No supo cómo llegó a su casa y por fortuna no estaba Cuquita y su mamá dormía profundamente. Se encerró en su habitación, perdido todo tono de arrogancia, se fue empequeñeciendo hasta la implosión, mientras proyectaba en su mente el hojear del álbum familiar, las historias de familia, los juegos, las ilusiones, el tratar de resolver la ecuación decepcionante ¿Cuánto tiempo transcurrió? Indiferente al tránsito de los acontecimientos, esperando mentalmente a que el caos concluyera por fin en un nuevo orden espontáneo, reposando en los violentos giros del remolino de pasiones contenidas. La tinta amarilla en el pulgar, el cruce de boletas, la fila de votantes, los presidentes de casillas, el conteo de votos, los mapaches, los carruseles, las pláticas breves, nunca trató de ser metódico, buen burócrata, orgulloso del servicio a pesar de la imaginaria instalada en la opinión pública y patente en el agobio de los trámites burocráticos, el nuevo líder, decidido, seguro de sí mismo ¿Por qué a él?

¿Cuándo murió? ¿Qué día, qué mes, a qué hora? Se dice que un cuerpo se descompone hasta llegar a ser un esqueleto, en el plazo de uno a tres años, dependiendo de las condiciones inherentes y del ambiente circundante. Los olores de la putrefacción son nauseabundos ¿Por qué nadie lo notó? Cuquita estaba muy ocupada y por otra parte fue curioso, porque si bien existió en efecto la notificación del despido, nunca se cortó el depósito de su salario, de tal suerte que Cuquita siguió haciendo los retiros de fondos sin problema.
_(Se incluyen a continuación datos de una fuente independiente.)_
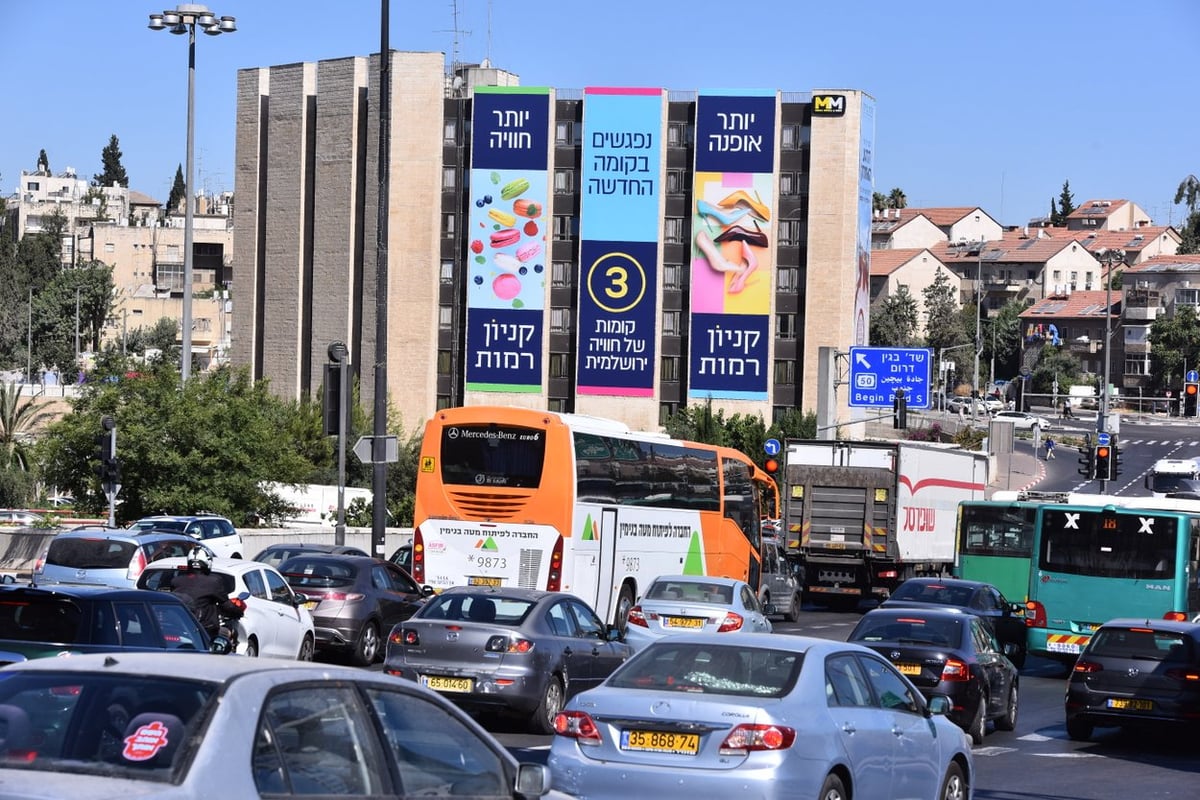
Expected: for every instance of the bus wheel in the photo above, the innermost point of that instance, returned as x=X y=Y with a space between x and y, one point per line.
x=624 y=602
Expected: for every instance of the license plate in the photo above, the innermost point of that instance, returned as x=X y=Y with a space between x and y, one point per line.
x=442 y=684
x=660 y=741
x=1127 y=704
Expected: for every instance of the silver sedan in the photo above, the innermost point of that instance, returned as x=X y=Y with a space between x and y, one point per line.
x=683 y=603
x=137 y=726
x=763 y=716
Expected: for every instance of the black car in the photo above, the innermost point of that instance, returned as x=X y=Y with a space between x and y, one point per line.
x=60 y=619
x=276 y=554
x=1135 y=672
x=354 y=601
x=1007 y=619
x=947 y=653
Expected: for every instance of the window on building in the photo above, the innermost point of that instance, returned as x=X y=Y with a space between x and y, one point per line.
x=785 y=326
x=785 y=372
x=564 y=181
x=787 y=278
x=559 y=365
x=675 y=181
x=562 y=274
x=672 y=230
x=565 y=228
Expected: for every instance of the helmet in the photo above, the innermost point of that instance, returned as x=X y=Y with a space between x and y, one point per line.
x=199 y=559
Debe pensarse que tal vez notó su ausencia, pero pudo ser que haya pensado que por fin se había decidido a llevar una vida independiente, tal vez habría encontrado a una buena mujer de la que se enamoró y hasta quizás la embarazó ¡vayan usted a saber! Y la vergüenza no le permitía dar la cara en su casa y a su mamá. No lo sabemos.

El caso es que pasaron los meses, hasta que el calendario volvió acercarse a julio, con plena efervescencia de las nuevas elecciones intermedias, que desataban las pasiones y dividían a los ciudadanos lanzándose acusaciones y ofensas inauditas para un proceso supuestamente civilizado del ejercicio de la democracia, aires electorales que a Cuquita le evocaron la vehemencia que mostraba su hermano durante esos acontecimientos políticos y le llevaron a abrir la puerta de su cuarto para respirar su recuerdo. Ahí estaba, un cuerpo descarnado, un esqueleto recostado sobre los dos almohadones verdes en la cama de su cuarto, los lentes en la silla y un libro entreabierto en el buró. Vestía la misma ropa de aquel ya lejano domingo de julio, con la que lo había visto salir a votar precisamente hacía casi tres años.

Sí, es posible, puede ser que hayamos convivido con un cuerpo en plena descomposición y que jamás hayamos notado los olores de la putrefacción y así, es probable que hayan pasado muchos años en los que nos mostramos por completo despreocupados ante la ausencia de algo supuestamente querido. También es posible que ese cuerpo hoy, sea sólo un esqueleto y que, en realidad, ahora sí nos encontremos en el umbral de un inminente cambio. A saber.